Constitutional Court orders transport department to insource employees

The 66 Tasima workers have not been paid salaries since December 2018

By Zoë Postman

4 August 2020

On Tuesday, the Constitutional Court ruled that the Department of Transport’s Road Traffic Management Corporation (RTMC) should insource former employees of Tasima Pty Ltd (a company contracted to build a traffic information system). Photo: Zoë Postman

The Constitutional Court on Tuesday ruled that the Department of Transport’s Road Traffic Management Corporation (RTMC) should insource about 66 employees of Tasima Pty (Ltd).

The workers have not been paid salaries since December 2018.

Tasima is a private company hired by RTMC in 2001 to build a traffic information system. The electronic National Traffic Information System (eNaTIS) built by Tasima is the department’s official register for vehicles, driving licenses, contravention and accident data.

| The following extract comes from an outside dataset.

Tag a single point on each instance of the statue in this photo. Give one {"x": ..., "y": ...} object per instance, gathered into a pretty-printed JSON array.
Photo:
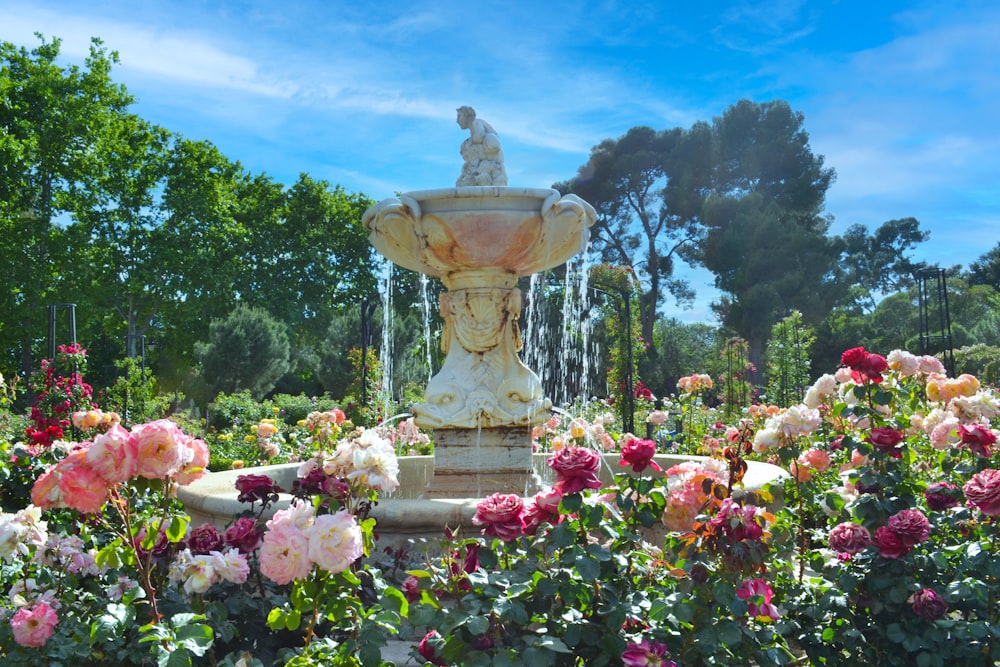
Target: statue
[{"x": 481, "y": 152}]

Tasima’s contract with RTMC was initially for five-years, but according to RTMC, Tasima “clung onto the contract” and made about R2.5 billion. The contract was meant to cost R335 million, according to court papers.

In 2016, the Constitutional Court ordered Tasima to hand over eNaTIS and related services to RTMC. Tasima subsequently approached the labour court to get RTMC to absorb its employees, using section 197 of the Labour Relations Act.

Tasima said eNaTIS was its only business and the transfer of eNaTIS left Tasima employees without work and salaries.

Section 197 states that an automatic transfer of employment contracts from one employer to another takes place when the whole or part of any business, trade, undertaking or service is transferred as a going concern. A going concern is tested by comparing the business before and after the transfer.

Tasima and RTMC agreed that eNaTIS services stayed the same after the transfer.

RTMC argued that according to the initial agreement with Tasima, an end product, which was eNaTIS, was to be handed over to RTMC at the end of the contract and no employees would be transferred. It argued that the delivery of a product does not constitute the transfer of a business as stated in section 197.

On Tuesday, Justice Leona Theron upheld the previous Labour Court and Labour Appeal Court judgments which stated that section 197 of the Labour Relations Act was applicable in this case.

“What the employees were doing the day before the transfer continued to be done the day after, subject only now to RTMC’s management and oversight. It follows that for the purposes of section 197, Tasima’s business was transferred to the RTMC,” read the judgment.

Theron said that the Constitutional Court in 2016 had ordered the transfer of eNaTIS and its related services as it stood and not as it was imagined in the initial contract.

“There is no dispute in this matter that, when the RTMC took over Tasima’s business, it assumed full control of the premises from which Tasima had operated the eNaTIS, as well as the operational system and the extensive infrastructure installed,” read the judgment.

Theron said there was an understanding that the whole system would be handed over to RTCM, including its operation, management, support and maintenance of the system.

“What was transferred from Tasima to RTMC was not merely a product but a running business.”